The court in the skydiver case pointed out that the same legal analysis yields the same legal results with regard to other types of cases, too–cases not just about sexual orientation, but also gender stereotypes or gender nonconformity.
Suppose that an employer fires an employee, Patrick, and Patrick alleges gender discrimination. So we ask what it was about Patrick that was cited as the basis for his firing (that’s the trait). We discover that Patrick was fired for wearing makeup. So the control variable is wearing makeup. Because this is the control variable, we can’t mess around with it; it must remain constant.
But it’s clear that the firing isn’t really about wearing makeup, because Patricia also wears makeup, and she was not fired. We have disparate outcomes, and the dependent variable is fired or retained.
We’re testing whether the independent variable is gender, and we see that it is. You’re fired for wearing makeup if you’re a man, but not if you’re a woman.
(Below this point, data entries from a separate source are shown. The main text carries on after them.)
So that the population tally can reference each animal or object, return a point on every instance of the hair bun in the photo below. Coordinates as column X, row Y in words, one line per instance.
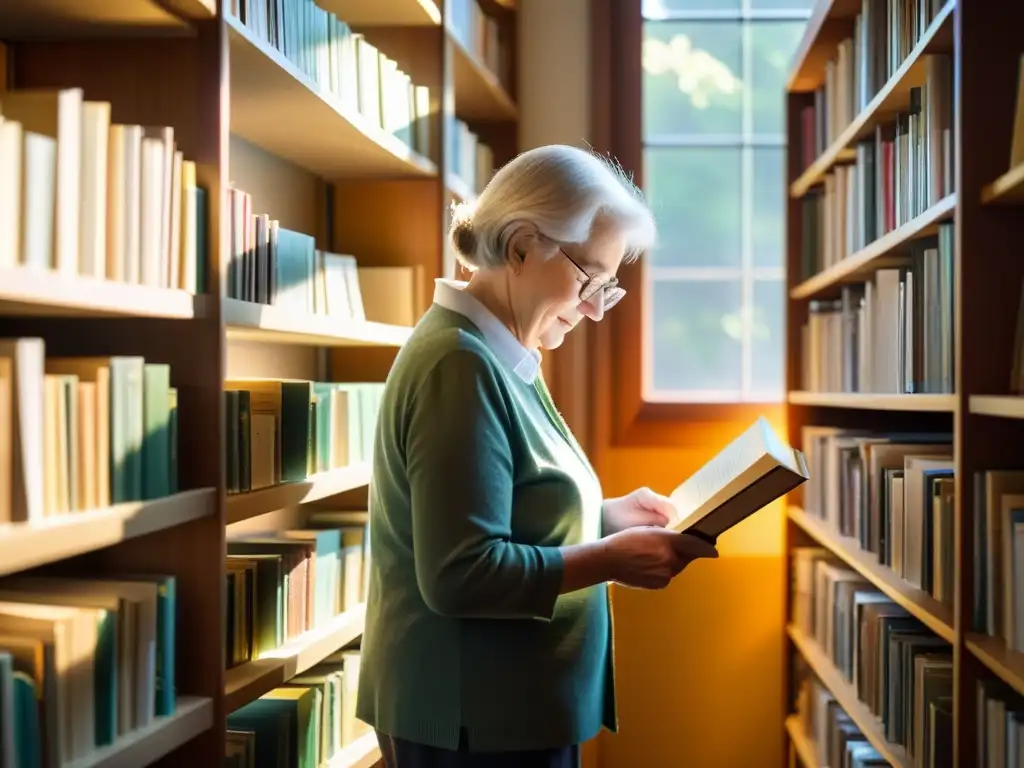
column 463, row 235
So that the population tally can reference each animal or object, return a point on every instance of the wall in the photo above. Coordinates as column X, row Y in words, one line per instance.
column 699, row 665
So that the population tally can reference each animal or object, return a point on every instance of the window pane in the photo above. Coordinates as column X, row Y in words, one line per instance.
column 696, row 341
column 767, row 332
column 807, row 5
column 772, row 46
column 769, row 206
column 691, row 73
column 695, row 196
column 658, row 8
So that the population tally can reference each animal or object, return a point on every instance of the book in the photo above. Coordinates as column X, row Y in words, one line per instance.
column 748, row 474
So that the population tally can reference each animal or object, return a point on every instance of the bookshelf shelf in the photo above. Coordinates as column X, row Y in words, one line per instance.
column 921, row 604
column 459, row 188
column 478, row 93
column 250, row 681
column 30, row 18
column 846, row 695
column 247, row 321
column 385, row 12
column 883, row 252
column 25, row 291
column 1005, row 664
column 363, row 753
column 26, row 546
column 915, row 402
column 256, row 503
column 276, row 107
column 894, row 96
column 1006, row 407
column 800, row 741
column 1007, row 189
column 192, row 717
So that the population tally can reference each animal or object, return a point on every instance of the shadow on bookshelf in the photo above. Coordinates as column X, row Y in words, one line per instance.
column 249, row 681
column 308, row 127
column 857, row 266
column 846, row 696
column 25, row 546
column 893, row 97
column 937, row 616
column 323, row 485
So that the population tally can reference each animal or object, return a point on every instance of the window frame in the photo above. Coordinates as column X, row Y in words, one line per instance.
column 624, row 416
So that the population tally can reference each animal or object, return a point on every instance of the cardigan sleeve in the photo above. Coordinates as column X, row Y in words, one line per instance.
column 460, row 466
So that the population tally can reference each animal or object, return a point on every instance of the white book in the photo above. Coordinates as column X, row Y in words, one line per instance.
column 748, row 474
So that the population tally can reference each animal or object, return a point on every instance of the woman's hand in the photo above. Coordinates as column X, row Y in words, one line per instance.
column 649, row 557
column 642, row 507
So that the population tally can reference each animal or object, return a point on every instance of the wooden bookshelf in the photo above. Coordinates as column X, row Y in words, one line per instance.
column 255, row 123
column 846, row 695
column 919, row 603
column 803, row 745
column 983, row 43
column 860, row 400
column 249, row 681
column 885, row 251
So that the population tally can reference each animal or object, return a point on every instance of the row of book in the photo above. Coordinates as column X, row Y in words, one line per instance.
column 837, row 739
column 897, row 174
column 82, row 433
column 472, row 161
column 885, row 33
column 286, row 430
column 281, row 584
column 481, row 35
column 890, row 495
column 311, row 718
column 897, row 668
column 890, row 334
column 999, row 713
column 83, row 196
column 997, row 520
column 272, row 265
column 84, row 660
column 343, row 66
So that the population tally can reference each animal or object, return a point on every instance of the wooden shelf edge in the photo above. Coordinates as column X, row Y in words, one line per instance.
column 856, row 263
column 365, row 752
column 1007, row 189
column 51, row 293
column 920, row 604
column 323, row 485
column 1006, row 407
column 249, row 681
column 25, row 546
column 801, row 742
column 846, row 696
column 192, row 717
column 1005, row 664
column 839, row 150
column 870, row 401
column 246, row 320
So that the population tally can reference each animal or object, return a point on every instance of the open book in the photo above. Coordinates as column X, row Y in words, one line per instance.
column 749, row 473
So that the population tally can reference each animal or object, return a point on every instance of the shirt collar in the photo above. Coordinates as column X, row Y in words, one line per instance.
column 522, row 361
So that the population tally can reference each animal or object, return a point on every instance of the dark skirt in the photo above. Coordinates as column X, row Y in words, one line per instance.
column 400, row 754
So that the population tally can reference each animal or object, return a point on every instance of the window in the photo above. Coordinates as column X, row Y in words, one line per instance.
column 714, row 154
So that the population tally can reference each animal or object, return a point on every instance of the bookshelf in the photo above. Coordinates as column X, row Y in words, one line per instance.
column 260, row 232
column 903, row 385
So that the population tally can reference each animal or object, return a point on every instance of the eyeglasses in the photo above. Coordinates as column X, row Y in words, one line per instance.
column 601, row 282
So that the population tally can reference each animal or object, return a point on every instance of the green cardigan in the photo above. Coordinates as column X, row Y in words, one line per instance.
column 476, row 482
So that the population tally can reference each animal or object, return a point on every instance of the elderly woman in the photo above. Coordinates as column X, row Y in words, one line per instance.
column 487, row 637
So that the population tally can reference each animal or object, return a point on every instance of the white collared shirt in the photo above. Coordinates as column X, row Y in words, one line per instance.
column 522, row 361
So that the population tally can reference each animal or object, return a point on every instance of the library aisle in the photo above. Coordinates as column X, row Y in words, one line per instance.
column 202, row 289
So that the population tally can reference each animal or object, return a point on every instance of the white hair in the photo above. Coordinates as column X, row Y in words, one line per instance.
column 560, row 189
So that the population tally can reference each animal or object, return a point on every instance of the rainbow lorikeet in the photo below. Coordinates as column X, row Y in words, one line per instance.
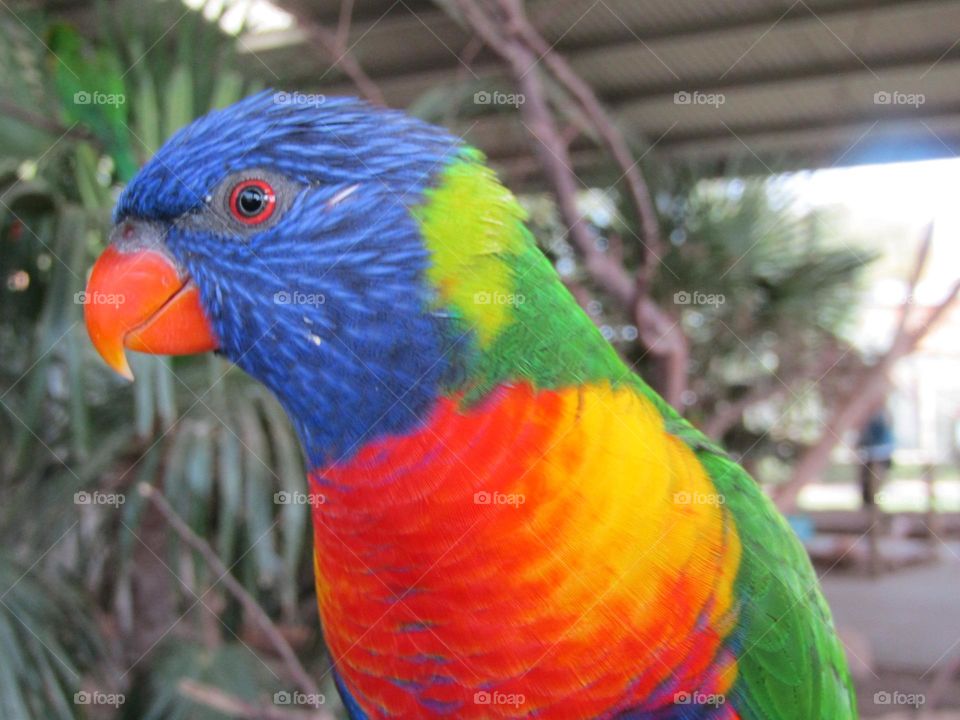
column 513, row 523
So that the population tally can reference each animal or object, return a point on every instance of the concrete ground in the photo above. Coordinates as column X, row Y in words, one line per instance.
column 900, row 629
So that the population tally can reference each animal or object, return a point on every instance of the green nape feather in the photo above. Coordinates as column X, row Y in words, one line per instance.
column 791, row 663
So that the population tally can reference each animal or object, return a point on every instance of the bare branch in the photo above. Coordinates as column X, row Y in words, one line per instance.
column 336, row 45
column 870, row 388
column 504, row 28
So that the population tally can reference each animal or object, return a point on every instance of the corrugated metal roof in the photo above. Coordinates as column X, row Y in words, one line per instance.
column 798, row 78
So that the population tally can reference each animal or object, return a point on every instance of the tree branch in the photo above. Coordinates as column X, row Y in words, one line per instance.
column 870, row 387
column 249, row 604
column 335, row 44
column 507, row 32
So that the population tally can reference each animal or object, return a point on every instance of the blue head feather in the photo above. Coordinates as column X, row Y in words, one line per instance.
column 328, row 306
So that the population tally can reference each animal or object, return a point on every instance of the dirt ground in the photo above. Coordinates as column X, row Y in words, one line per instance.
column 900, row 630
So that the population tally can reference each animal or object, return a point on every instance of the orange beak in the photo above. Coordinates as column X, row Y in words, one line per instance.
column 139, row 298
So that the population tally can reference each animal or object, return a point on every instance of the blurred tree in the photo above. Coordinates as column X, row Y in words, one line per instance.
column 95, row 592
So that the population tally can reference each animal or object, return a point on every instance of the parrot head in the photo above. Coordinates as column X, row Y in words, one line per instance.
column 280, row 232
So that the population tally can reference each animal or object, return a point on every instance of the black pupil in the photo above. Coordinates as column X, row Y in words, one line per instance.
column 251, row 201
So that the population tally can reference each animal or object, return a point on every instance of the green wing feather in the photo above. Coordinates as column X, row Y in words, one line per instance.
column 791, row 664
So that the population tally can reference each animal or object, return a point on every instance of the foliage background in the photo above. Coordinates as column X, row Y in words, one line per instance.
column 106, row 597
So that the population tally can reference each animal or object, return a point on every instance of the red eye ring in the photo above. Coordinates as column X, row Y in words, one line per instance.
column 253, row 201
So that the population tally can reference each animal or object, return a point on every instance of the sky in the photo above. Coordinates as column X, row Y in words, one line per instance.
column 907, row 195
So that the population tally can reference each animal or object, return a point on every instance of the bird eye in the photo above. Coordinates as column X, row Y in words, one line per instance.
column 252, row 201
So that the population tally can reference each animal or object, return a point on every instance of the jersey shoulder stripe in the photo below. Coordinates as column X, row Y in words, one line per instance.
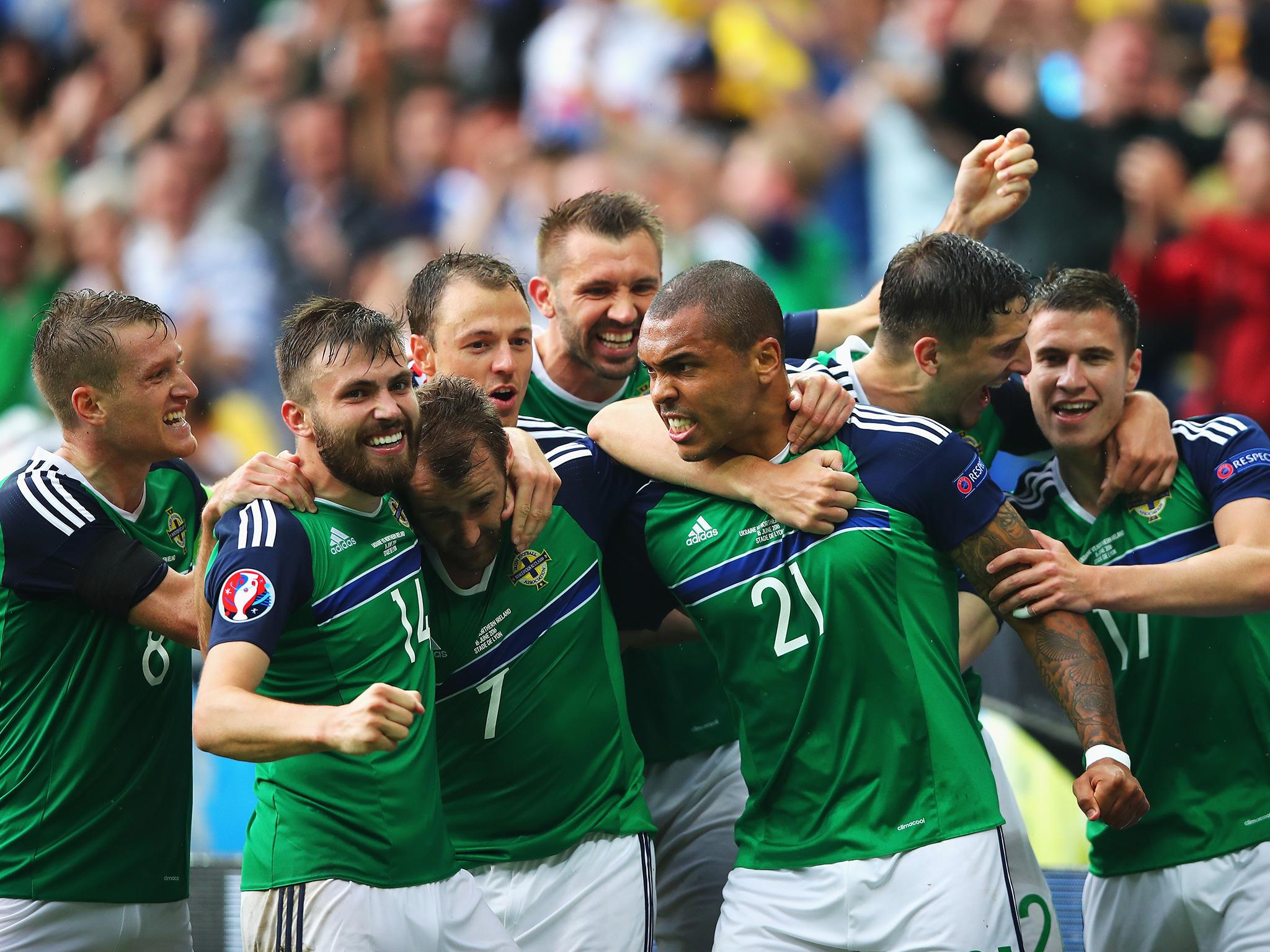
column 522, row 638
column 258, row 524
column 365, row 587
column 1219, row 430
column 41, row 485
column 750, row 565
column 1036, row 490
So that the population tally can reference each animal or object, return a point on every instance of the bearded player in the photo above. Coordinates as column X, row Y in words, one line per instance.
column 323, row 673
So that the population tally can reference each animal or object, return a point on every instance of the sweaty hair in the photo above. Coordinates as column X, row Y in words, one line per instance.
column 335, row 328
column 739, row 307
column 950, row 287
column 613, row 215
column 75, row 346
column 1085, row 289
column 431, row 283
column 455, row 419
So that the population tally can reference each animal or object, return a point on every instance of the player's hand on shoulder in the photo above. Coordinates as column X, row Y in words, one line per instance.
column 379, row 719
column 1046, row 579
column 821, row 409
column 534, row 485
column 1109, row 792
column 812, row 493
column 1141, row 452
column 275, row 478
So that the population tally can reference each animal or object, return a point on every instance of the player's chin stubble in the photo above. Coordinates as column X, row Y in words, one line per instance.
column 352, row 462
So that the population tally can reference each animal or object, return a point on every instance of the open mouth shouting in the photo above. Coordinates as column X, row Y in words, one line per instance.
column 505, row 398
column 388, row 443
column 678, row 426
column 616, row 345
column 1072, row 412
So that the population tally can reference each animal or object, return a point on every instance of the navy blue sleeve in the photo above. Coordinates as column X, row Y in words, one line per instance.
column 595, row 489
column 1013, row 405
column 920, row 467
column 59, row 542
column 1227, row 455
column 801, row 329
column 262, row 571
column 636, row 591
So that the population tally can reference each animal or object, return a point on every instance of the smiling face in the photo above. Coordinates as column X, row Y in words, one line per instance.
column 484, row 335
column 362, row 416
column 145, row 410
column 1081, row 374
column 598, row 299
column 967, row 375
column 464, row 523
column 705, row 392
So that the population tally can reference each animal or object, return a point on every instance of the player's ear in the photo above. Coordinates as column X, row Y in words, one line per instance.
column 1134, row 369
column 768, row 358
column 425, row 357
column 540, row 293
column 926, row 352
column 296, row 419
column 87, row 405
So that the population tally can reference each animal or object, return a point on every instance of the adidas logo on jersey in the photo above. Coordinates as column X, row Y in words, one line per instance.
column 339, row 541
column 701, row 531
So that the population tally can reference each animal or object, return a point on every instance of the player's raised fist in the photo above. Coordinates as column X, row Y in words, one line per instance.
column 1109, row 792
column 379, row 719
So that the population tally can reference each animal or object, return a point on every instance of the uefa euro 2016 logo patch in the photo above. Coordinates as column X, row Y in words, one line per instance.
column 972, row 477
column 530, row 568
column 398, row 512
column 1152, row 509
column 175, row 528
column 247, row 596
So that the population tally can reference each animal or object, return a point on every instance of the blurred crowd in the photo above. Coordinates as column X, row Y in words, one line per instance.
column 226, row 159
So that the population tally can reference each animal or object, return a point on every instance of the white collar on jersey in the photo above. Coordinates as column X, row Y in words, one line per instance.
column 843, row 355
column 1066, row 494
column 69, row 470
column 540, row 371
column 435, row 560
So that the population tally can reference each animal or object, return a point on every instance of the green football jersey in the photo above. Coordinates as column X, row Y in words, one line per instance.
column 335, row 598
column 838, row 653
column 1006, row 420
column 1192, row 692
column 536, row 752
column 548, row 400
column 94, row 712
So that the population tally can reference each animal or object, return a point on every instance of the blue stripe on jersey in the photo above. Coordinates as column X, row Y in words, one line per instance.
column 1171, row 549
column 521, row 639
column 751, row 565
column 367, row 586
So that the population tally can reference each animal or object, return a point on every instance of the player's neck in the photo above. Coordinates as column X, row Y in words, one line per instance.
column 1082, row 472
column 569, row 374
column 117, row 477
column 770, row 432
column 893, row 385
column 327, row 487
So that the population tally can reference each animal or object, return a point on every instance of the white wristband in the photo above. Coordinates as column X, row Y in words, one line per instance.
column 1100, row 752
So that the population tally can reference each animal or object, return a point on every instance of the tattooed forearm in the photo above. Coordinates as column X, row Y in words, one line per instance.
column 1065, row 649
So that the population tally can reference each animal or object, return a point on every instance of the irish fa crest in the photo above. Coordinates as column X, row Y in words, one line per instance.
column 530, row 568
column 1151, row 511
column 175, row 528
column 398, row 512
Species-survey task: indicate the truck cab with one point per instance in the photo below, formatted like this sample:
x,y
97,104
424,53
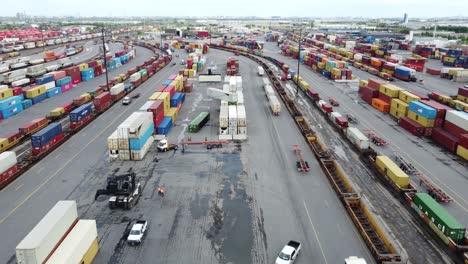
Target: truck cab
x,y
289,253
137,232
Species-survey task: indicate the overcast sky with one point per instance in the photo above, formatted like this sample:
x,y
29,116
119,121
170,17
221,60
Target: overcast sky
x,y
263,8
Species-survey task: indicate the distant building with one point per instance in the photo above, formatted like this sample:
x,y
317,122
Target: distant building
x,y
405,19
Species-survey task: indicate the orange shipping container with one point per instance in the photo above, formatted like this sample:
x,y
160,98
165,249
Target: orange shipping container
x,y
380,105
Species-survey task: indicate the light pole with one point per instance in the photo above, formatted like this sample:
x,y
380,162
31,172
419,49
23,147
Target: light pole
x,y
105,59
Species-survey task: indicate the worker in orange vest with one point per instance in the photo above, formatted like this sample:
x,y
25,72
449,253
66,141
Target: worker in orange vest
x,y
160,191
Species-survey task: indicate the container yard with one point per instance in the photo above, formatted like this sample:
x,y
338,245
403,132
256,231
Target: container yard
x,y
162,143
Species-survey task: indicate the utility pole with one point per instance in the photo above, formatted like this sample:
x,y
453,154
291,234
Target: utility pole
x,y
105,59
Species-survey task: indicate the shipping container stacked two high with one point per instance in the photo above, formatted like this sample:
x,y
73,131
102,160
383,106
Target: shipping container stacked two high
x,y
419,115
16,99
232,116
134,137
60,238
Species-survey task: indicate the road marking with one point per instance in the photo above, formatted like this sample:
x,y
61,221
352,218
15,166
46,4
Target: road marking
x,y
315,233
60,169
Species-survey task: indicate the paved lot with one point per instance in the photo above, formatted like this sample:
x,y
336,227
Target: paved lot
x,y
43,108
238,204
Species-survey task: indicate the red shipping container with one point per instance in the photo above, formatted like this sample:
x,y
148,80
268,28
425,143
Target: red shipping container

The employment decision was based on sex. (There may be other issues involved, like whether gender conformity is a legitimate requirement for doing a certain job, but the employer would now be on the defensive, having to justify what a court would clearly regard as gender discrimination under Title VII.)
These are undoubtedly results that drive right-wing dogmatists to distraction. But that is because reality drives them to distraction, as does science. It is illegal to target an employee because of the employee’s sex, and when an employer does target an employee for being gay or bisexual or gender-nonconforming, the employer is targeting an employee because of his or her sex.
As controversial as the Second Circuit’s decision will undoubtedly be, the court constructed its analysis in such a way as to render its judgment inescapable. When law and science collide, they make a beautiful glow.